Sometimes I wonder why I do half the things I do on my blog, or why I even have a blog. Why do I bother with outfit posts? Why do I bother reviewing a book? Why is my opinion so special I feel I need a whole blog devoted to how I live my life? I keep going back and forth on deleting this blog but something keeps telling me to keep going. Even the doubt in the back of my head that I’m so familiar with is telling me to not post this. It’s also the same voice that tells me to not bother getting out of bed so it’s not a muscle I like to flex by listening to it much. When there’s fear, it’s for good reason. And I hope that fear is a reason is to help someone else out there. I’m not any better than the next person who deals with anxiety and depression but I’d like to think I have a handle on things since I’ve made it this far, so I think I’m doing okay. And I promise you will too.
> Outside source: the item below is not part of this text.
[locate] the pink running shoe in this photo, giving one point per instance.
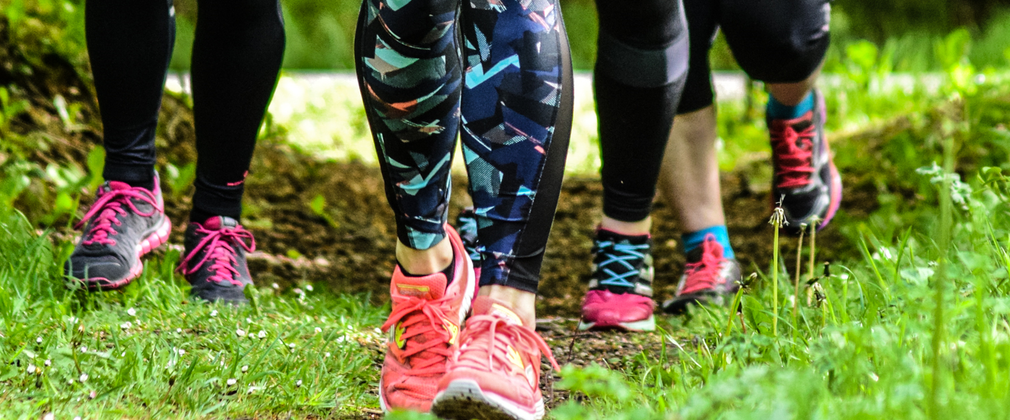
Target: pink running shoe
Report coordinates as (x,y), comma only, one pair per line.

This blog is really a testimony. It will tell a new reader that horrible things will happen in life but it’ll be okay. You’ll go outside again, and it’ll inspire you so much it will lead to a series of events that represent hope- You’ll be able to get up and get dressed and you’ll feel so cute you’ll want to share it. You’ll go back to your old hobbies like reading, visiting museums, trying new things, and watching TV, and reconnecting with things you forgot about and loving it so much you decide to share those with the world, too. When something tragic happens, I can't imagine it won't change the person just a little. Some things you thought you loved, you'll be okay letting go. You may not like the things you thought you liked right away, but in the process, you'll find yourself, even if you don't recognize the person, you're worth getting to know all over again.
Be patient, you'll find your happiness.
It's not my place to promise you everything in your circumstance will be okay, but I can tell you your circumstances don’t define you. Something terrible happened to you and it’s not who you are, I can promise that.